The book-cases of the monasteries
were opened, and their caskets unclasped, and the volumes that had lain
for ages in the sepulchres were roused by the light of day. 'I might have
had,' he said, 'abundance of wealth in those days; but it was books, and
not bags of gold, that I wanted; I preferred folios to florins, and loved
a little thin pamphlet more than an overfed palfrey.' We know that he
bought many books on his embassies to France and Flanders, besides his
constant purchases at home. He tells us that the Friars were his best
agents; they would compass sea and land to meet his desire. 'With such
eager huntsmen, what leveret could lie hid? With such fishermen, what
single little fish could escape the net, the hook, and the trawl?' He
found another source of supply in the country schools, where the masters
were always ready to sell their books; and in these little gardens and
paddocks, as chances occurred, he culled a few flowers or gathered a few
neglected herbs.
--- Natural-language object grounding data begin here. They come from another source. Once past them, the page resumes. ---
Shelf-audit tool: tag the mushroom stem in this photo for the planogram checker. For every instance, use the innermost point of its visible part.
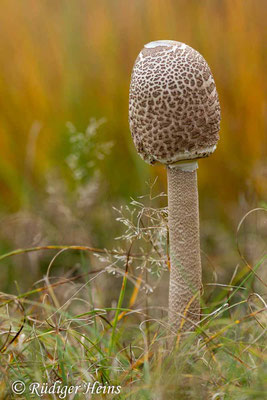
(185, 275)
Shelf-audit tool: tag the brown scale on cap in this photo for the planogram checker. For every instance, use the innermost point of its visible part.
(174, 111)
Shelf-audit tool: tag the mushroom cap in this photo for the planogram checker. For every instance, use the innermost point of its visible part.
(174, 110)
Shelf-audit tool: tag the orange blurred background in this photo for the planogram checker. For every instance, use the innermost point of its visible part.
(71, 60)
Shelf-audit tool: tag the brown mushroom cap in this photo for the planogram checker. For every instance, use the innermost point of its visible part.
(174, 111)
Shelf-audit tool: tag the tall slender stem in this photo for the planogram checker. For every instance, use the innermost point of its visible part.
(185, 275)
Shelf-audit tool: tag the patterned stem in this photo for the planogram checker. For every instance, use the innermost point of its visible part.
(185, 275)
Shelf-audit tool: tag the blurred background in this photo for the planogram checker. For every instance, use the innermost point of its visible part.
(65, 66)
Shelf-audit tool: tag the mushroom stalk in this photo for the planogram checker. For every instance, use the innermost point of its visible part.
(185, 275)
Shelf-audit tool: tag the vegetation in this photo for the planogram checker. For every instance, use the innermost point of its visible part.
(84, 269)
(58, 332)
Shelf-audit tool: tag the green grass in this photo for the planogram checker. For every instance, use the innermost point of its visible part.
(54, 332)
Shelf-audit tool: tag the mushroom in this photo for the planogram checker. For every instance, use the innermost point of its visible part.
(174, 117)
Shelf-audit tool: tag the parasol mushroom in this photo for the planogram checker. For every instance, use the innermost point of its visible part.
(174, 117)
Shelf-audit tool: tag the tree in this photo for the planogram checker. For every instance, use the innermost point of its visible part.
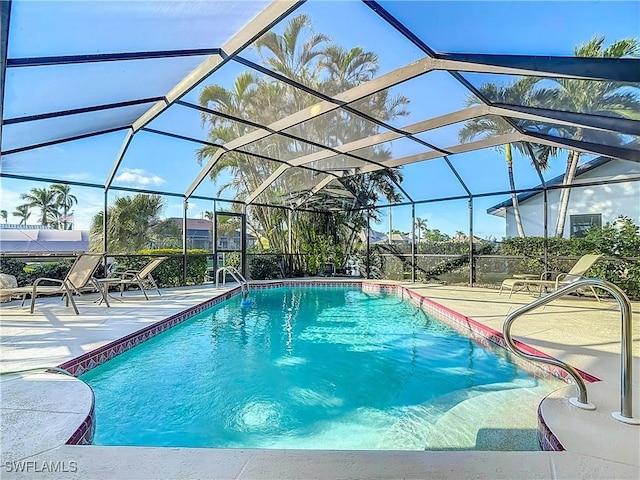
(43, 199)
(64, 199)
(586, 96)
(134, 223)
(420, 226)
(23, 213)
(482, 127)
(309, 59)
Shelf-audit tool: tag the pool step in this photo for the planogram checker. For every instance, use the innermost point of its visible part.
(415, 429)
(495, 421)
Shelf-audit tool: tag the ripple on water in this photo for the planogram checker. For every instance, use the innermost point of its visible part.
(263, 416)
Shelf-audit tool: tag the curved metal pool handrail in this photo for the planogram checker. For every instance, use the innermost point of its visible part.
(626, 399)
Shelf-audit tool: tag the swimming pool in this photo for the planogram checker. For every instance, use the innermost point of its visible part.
(324, 368)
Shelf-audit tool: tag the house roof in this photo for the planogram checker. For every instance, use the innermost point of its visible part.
(194, 223)
(44, 241)
(499, 210)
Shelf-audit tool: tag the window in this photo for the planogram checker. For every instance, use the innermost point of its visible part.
(581, 223)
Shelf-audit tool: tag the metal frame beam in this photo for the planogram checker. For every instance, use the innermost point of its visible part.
(583, 68)
(63, 140)
(573, 119)
(270, 16)
(108, 57)
(5, 17)
(599, 149)
(75, 111)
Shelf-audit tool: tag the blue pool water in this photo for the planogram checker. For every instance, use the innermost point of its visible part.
(329, 368)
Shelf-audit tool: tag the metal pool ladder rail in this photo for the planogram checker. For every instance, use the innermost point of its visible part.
(237, 276)
(626, 398)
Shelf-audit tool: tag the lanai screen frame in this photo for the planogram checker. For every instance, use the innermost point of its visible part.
(597, 69)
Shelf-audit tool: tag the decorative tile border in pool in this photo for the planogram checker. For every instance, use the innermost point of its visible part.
(82, 364)
(478, 332)
(486, 336)
(547, 440)
(85, 432)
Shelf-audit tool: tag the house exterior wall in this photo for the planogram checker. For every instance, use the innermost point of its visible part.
(611, 201)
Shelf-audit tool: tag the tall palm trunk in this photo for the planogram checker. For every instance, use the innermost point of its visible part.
(512, 186)
(565, 193)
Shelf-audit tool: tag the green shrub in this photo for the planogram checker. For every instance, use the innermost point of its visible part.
(169, 272)
(619, 242)
(15, 267)
(265, 267)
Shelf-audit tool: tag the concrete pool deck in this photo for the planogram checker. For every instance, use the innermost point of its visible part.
(577, 330)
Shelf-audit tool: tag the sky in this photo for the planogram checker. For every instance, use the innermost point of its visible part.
(156, 162)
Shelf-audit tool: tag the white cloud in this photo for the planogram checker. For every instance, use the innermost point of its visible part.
(138, 177)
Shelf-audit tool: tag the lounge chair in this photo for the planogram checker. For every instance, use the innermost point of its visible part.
(576, 273)
(78, 278)
(142, 278)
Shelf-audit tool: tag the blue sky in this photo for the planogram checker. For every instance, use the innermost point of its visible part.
(159, 163)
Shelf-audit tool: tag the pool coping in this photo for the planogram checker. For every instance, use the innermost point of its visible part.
(481, 334)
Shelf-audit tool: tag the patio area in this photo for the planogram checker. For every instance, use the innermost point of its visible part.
(577, 330)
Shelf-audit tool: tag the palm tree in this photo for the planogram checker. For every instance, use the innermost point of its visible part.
(64, 199)
(134, 223)
(586, 96)
(23, 213)
(44, 199)
(483, 127)
(310, 59)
His money secured the services of the librarians and
bookstall-men on the Continent, who were afraid of no journey by land,
and were deterred by no fury of the sea. 'Moreover,' he added, 'we always
had about us a multitude of experts and copyists, with binders, and
correctors, and illuminators, and all who were in any way qualified for
the service of books.' He ends his chapter on book-collecting with a
reference to an eastern tale, comparing himself to the mountain of
loadstone that attracted the ships of knowledge by a secret force, while
the books in their cargoes, like the iron bars in the story, were
streaming towards the magnetic cliff 'in a multifarious flight.